Şeyh Hâlid Eş-şirvânî El-Oreki’de Bediüzzaman’ın da Tarihçe-i Hayatı’nda da söz edilir. Bediüzzamanı kitaplar üzerine imtihan eden Allâme Molla Halil El-Es'ardî'nin torunu olan hocası Molla Fethullah Bediüzzaman'a Bediüzzaman lakabını verir ve Zekâ ile hıfzın bir şahısta toplanması konusunda Bediüzzaman'ı Şeyh Hâlid El-Orekî'ye benzetir.:







Ve orada bulunan Molla Fethullah Efendi’nin medresesine gider. 

   Molla Fethullah: (Molla Said’e) Geçen sene Suyuti okuyordunuz, bu sene Molla Cami’yi okuyorsunuz? 

   Bediüzzaman: Evet Cami’yi bitirdim.    

  Molla Fethullah herhangi kitabı soruyorsa “bitirdim” cevabını alınca tahayyür etti. Ve kendilerine (Molla Fethullah), “Hey deli! Geçen sene deli idin, acaba bu sene de mi deli oldun?’’ 

   Bediüzzaman: İnsan başkasına karşı kesr-i nefs için hakikati ketm edebilir. Fakat babadan daha muhterem üstadına karşı hakikat-i mahzdan başka bir şeyi söyleyemez. Emrederseniz söylediğim kitaplardan beni imtihan et.     

 Molla Fethullah herhangi kitaptan sordu ise cevabını güzelce verdi. Bunun üzerine bu muhavereyi dinleyen ve bir sene evvel hocasının hocası bulunan Molla Ali-i Sûran namındaki zat kendilerinden ders almaya başladı. 

Molla Fethullah: “Pekâla zekâda hârikasınız fakat hıfzınız nasıldır? Makamat-ı Haririye’den birkaç satırını iki defa okumakla hıfz edebilir misiniz?” diye kitabı uzatır.
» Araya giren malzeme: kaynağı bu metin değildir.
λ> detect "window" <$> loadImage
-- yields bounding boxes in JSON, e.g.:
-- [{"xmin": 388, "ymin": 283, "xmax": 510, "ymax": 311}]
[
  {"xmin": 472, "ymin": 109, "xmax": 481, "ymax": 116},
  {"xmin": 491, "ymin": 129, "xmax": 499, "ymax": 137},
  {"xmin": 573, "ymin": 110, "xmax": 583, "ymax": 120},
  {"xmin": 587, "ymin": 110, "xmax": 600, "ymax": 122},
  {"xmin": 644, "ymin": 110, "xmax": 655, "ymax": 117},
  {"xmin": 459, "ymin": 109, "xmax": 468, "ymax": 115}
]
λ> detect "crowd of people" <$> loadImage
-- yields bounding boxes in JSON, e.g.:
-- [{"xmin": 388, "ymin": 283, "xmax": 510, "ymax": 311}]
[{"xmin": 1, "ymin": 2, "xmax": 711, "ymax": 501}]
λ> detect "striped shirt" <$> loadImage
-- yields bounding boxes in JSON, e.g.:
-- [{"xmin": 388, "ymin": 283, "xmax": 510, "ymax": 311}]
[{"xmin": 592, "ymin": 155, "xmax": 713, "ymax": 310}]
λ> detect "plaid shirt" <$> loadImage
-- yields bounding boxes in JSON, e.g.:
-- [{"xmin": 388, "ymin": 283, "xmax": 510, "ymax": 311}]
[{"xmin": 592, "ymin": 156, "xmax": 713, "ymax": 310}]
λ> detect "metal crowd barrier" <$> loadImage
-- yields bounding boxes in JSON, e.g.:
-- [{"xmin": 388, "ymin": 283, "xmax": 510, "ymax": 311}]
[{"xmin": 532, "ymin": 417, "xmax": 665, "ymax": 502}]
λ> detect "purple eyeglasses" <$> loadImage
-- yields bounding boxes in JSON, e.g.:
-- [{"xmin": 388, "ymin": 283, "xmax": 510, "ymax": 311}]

Molla Said kitabı alarak bir yaprağını bir defa okumakla hıfz etti ve okudu.  

 Molla Fethullah: Zekâ ile hıfzın ifrat derecede bir adamda tecemmuu nadir olmakla, şimdiye kadar iki adamda gördüm. Biri sizde diğeri Molla Halid-i Orekî’den.     

(Abdurrahman, Tarihçe-i Hayat)

 

Şeyh Hâlid El-Orekî Şeyhi/Mürşidi Seyyid Sibgatullah El-Arvâsînin sohbetlerini “El-Minah” adı altında toplayıp kitaplaştırmıştır. Ayrıca, Minah’ta Lemaât isimli bir eser daha tertib ettiğini belirtse de bu eserin herhangi bir nüshasına rastlanılmamıştı. Minah adlı eseri ise üç kez basılmıştır.








Şeyh Halid El-Oreki 1293 (!877-78) Osmanlı Rus Harbinde Şeyhi Seyyid Sibgatullah El-Arvasi’nin kardeşi Seyyid Abdülgaffar ile birlikte Doğu Bayezid ve Iğdır Cephesinde savaşa katılır.Seyyid Abdülgaffar bu savaşta şehid düşer. Şeyh Hâlid El-Orekî ise İsmail Hakkı Paşa’nın 28 Ağustos 1877 Tarihli Dahiliye Nezaretine irsal eylediği telgranâmeye göre Nakşibendiye Hulefasından Şeyh Halid El-Orekî’nin Iğdır ve Halikli cihetlerindeki muharebeler esnasında kaybolarak/gaybubet ederek kendisinden ölü veya diri henüz bir haber alınamamış , haber alınırsa konuya ilişkin malumat verileceği belirtilmiş.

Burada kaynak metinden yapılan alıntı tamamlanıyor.